Sedert 2003 bestaat al de Eurodac-databank, waarin de vingerafdrukken van alle asielzoekers van elke lidstaat van de Europese Economische Ruimte en Zwitserland worden geregistreerd. Dit systeem heeft tot doelstelling personen te identificeren, die in meerdere lidstaten proberen een asielaanvraag in te dienen.

Vanaf volgend jaar zal het VIS (Visa-Informatiesysteem) in werking treden. In deze Europese databank zullen alle visumaanvragen van visumplichtige vreemdelingen uit derde landen, die bij een ambassade van een lidstaat van de Europese Unie worden ingediend, geregistreerd worden. Deze databank zal ook biometrische gegevens kunnen bevatten (in eerste instantie de foto, maar mogelijks ook de vingerafdrukken), alsook de gegevens van het paspoort waarmee de vreemdeling een visum heeft aangevraagd.

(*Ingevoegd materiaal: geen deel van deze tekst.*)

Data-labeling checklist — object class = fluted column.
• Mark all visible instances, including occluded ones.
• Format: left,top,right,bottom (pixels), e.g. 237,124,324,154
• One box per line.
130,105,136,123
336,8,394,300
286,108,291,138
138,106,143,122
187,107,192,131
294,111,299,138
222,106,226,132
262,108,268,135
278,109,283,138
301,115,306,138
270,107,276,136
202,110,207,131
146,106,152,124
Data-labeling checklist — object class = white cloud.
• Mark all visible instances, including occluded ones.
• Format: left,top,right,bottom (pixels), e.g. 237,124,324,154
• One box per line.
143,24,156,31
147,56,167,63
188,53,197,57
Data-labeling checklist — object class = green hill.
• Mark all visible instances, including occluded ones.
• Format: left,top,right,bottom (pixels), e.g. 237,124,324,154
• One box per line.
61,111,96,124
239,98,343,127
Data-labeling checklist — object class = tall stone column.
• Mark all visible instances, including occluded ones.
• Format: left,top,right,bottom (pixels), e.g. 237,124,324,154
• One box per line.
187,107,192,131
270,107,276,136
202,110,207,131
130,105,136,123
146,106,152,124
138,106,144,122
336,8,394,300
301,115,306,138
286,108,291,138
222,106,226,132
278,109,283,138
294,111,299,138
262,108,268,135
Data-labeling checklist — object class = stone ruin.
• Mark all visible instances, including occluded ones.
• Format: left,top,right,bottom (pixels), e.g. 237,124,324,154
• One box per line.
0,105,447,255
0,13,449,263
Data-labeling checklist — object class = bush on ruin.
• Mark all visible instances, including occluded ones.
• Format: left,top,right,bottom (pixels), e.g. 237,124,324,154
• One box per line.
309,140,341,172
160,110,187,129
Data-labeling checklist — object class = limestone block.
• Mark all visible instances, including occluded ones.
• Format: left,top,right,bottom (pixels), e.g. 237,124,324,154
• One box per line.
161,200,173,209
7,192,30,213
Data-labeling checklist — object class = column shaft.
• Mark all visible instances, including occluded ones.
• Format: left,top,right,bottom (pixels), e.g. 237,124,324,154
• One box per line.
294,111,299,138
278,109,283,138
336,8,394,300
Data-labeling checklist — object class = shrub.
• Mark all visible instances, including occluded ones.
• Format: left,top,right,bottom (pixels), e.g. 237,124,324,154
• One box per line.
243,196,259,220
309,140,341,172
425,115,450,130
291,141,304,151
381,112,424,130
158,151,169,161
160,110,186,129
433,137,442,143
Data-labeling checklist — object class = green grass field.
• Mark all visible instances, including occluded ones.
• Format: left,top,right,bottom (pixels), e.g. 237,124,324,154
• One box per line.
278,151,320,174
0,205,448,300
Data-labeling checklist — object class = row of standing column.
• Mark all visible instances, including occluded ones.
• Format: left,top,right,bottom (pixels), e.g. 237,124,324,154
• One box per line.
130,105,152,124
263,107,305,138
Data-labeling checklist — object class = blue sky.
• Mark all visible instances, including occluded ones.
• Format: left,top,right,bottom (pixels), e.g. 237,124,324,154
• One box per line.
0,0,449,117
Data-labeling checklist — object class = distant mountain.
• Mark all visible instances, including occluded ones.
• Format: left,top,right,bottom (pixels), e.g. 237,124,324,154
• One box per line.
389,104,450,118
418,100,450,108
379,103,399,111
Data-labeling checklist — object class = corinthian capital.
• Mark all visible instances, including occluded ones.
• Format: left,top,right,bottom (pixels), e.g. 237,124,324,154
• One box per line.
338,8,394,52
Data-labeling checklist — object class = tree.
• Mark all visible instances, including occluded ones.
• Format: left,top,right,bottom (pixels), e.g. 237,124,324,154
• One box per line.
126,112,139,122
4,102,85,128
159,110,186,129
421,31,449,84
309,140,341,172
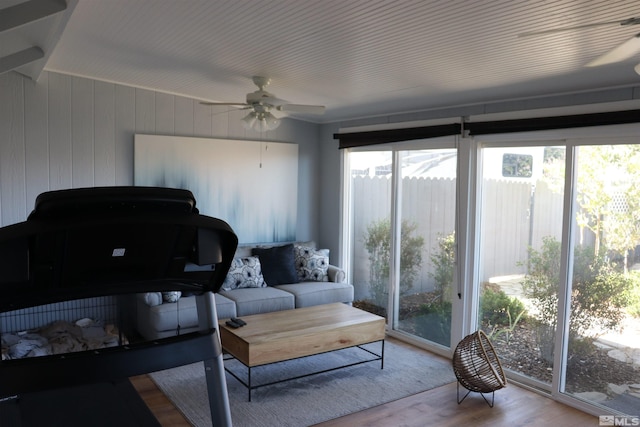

Andere initiatieven, onder andere de verplichting van het gebruik van biometrische paspoorten, zijn in ontwikkeling.

4. en 5. Op niveau van de Europese Unie werden al elf readmissieakkoorden met herkomstlanden ondertekend; met zes landen lopen nog onderhandelingen of is een mandaat aan de EU gegeven. Op niveau van de Benelux werden al zeventien readmissieakkoorden met andere EU-landen en herkomstlanden ondertekend; de Benelux onderhandelt nog met tien herkomstlanden voor het afsluiten van dergelijk akkoord.

Op Belgisch niveau werden met verschillende herkomstlanden (negen) administratieve akkoorden of “Memoranda of Understanding” ondertekend. DVZ onderhandelt nog met vier andere landen voor het afsluiten van dergelijke akkoorden en onderzoekt met welke landen het zich loont om afspraken op administratief niveau te maken.